Dr. Catlove; or, how i learned to love the bomba and stop worrying


first of all, i'm proud as hell of that title. if you dont get it you are missing out on one of the best movies ever made.

so yesterday, Bomba went missing. for those who havent met him, he is the black one. in the picture on my profile, i mean.

we let him and Doolin outside at about 5am because they wouldnt stop jumping on our heads as we slept. usually, they both come home after a few hours to grab a snack. but by 11:30 i was on my way to work and still no sign of Bomba. this was very worrysome, especialy since it was raining hard all day.

once it got dark and he still wasnt home, i really started to worry. I called animal controll and reported him missing. I posted on craigslist, and i used my office printer to make missing posters. It was at about this time that i realized that i am rediculously in love with my cats.

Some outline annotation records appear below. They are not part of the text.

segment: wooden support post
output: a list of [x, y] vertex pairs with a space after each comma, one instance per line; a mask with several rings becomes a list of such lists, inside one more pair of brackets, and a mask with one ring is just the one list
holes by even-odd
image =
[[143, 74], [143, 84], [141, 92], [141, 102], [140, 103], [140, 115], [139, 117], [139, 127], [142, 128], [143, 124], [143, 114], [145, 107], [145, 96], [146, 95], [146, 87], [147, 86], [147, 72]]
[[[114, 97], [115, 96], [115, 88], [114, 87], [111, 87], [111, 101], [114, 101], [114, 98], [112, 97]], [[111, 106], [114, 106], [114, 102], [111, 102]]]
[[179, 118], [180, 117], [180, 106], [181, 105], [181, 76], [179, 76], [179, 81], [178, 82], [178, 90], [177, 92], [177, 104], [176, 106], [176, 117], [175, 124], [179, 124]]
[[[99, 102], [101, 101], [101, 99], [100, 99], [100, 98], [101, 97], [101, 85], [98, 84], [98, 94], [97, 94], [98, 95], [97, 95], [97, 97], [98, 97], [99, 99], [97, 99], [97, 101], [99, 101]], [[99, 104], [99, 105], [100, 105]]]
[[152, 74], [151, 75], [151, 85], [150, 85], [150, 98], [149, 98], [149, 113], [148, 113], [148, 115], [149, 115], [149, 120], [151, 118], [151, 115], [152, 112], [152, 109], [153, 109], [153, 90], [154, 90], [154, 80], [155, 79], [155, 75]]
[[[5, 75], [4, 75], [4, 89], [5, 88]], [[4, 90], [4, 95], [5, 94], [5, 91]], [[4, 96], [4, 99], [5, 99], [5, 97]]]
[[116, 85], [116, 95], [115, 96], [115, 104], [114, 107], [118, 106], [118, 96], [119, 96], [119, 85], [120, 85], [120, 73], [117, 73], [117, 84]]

now, i know men arent supposed to like cats. we are supposed to think of them as efeminite, for some reason. but my cats arent. they are little badasses who tear the heads off of everything in their path. i mean that quite litteraly.

so i was freaking out, to put it mildly. i left work early and biked around my neighborhood for almost an hour looking for him. then i went home and decided i had to try to get some sleep somehow. luskily, Cobb and Weathers had come over to keep Katelyn company. Katelyn was worse than me; a complete wreck. After Mike and Jess left, we had a few beers and tried to stay positive. We were just getting ready to go to bed when we heard a distinctive "mew...mewww" at the front door. and just like that, our boy was back. soaked to the bone, but no worse for the 20 hours of wear.

i realised two things last night. One, Bomba can take care of his shit and i shouldnt worry about him. Two, I really do love those cats. Between them and Katelyn, i have an axis of stability that keeps me ballanced, happy, and sane.

To Bomba and Doolin: may their whiskers never fall out.